Her mother answered on the third ring, as always. She could be sitting right next to the phone and reading
Good Housekeeping
magazine, but always waited for the third ring so as to seem like she was busy and leading a full life, a phone call just one of her many activities.

“Hi, Mom. How are you?”

“Holly? What’s wrong?”

“Nothing’s wrong. I was just getting ready to head up to bed and wanted to say hi and see how you are. How Dad is.”
And to somehow transmit through the telephone wires that I’m sorry about what happened that day in the Windemeres’ living room. You must have been so scared.

“Oh, well, we’re fine. Same old, you know. I won a contest at the library and am getting a signed copy of a mystery author’s book. And your father’s cholesterol check was much better this time. If I could just get him to stop it with those disgusting cigars already. He’s like an eighty-year-old man, your father.”

Holly could hear her father muttering, “Oh, please, Lucy.” She laughed, picturing Bud Maguire with his almost bald head and auburn fuzz on his ears puffing on his cigar and absently watching TV while flipping through his favorite magazine,
Popular Mechanics.

She thought about telling her mother what she’d read in Camilla’s diary, then decided against it. If she brought it up, her mother would stiffen and go silent. She knew her mother that much. It would not be a conversation that would bring them closer; it would only widen the gulf. Holly was choosing to take over the life her mother couldn’t wait to escape.

“So you’re still teaching the cooking class?”
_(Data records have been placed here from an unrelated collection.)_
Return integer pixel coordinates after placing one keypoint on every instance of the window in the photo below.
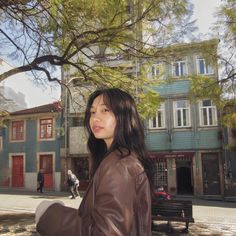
(17, 130)
(160, 176)
(156, 71)
(159, 120)
(46, 128)
(181, 113)
(78, 121)
(1, 145)
(203, 68)
(208, 116)
(179, 68)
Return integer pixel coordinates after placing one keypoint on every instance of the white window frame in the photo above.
(179, 63)
(209, 110)
(1, 143)
(181, 110)
(208, 69)
(160, 111)
(156, 71)
(160, 176)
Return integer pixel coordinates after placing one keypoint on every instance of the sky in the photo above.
(38, 95)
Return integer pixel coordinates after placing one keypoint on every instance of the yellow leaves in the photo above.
(4, 115)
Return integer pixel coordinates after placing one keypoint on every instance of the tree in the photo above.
(223, 90)
(226, 28)
(85, 35)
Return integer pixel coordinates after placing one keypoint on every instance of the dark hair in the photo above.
(129, 131)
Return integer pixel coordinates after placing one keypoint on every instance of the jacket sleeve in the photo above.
(113, 211)
(59, 220)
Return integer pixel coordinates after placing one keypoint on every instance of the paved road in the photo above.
(17, 214)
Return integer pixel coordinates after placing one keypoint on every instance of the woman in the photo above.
(73, 184)
(118, 198)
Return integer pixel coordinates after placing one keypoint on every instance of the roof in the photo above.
(52, 107)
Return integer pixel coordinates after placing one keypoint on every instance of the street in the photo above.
(17, 214)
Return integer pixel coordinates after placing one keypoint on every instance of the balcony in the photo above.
(77, 141)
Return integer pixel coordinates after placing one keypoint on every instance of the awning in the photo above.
(165, 155)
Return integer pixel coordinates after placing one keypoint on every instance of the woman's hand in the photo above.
(43, 206)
“Yes, and in fact, I just had my fourth class tonight.” Not that they’d actually cooked anything. “Once I started calming down and just following the recipes, really paying attention to the ingredients themselves instead of how much work was before me, I got pretty good.”

“Well, to be honest, I don’t know how you stand it up there. But you were always a decent cook. Remember that prime rib you made your father for his fiftieth birthday when you came to visit a few years ago? And the garlic mashed potatoes? He loved those. He always asks for the garlic mashed when we go
to Olive Garden. You could sell the house and open a diner.”

Holly smiled. Now that she knew more about her mother’s childhood, why she was so negative about the island, Holly didn’t quite attach an attack to everything her mother said. “Well, I’m committed to Camilla’s Cucinotta, so maybe you and Dad could come up sometime and try my risotto alla Milanese. I’ve almost got it down. In fact, I’m going to be catering a local wedding at the Blue Crab Cove. Was that here when you were growing up?”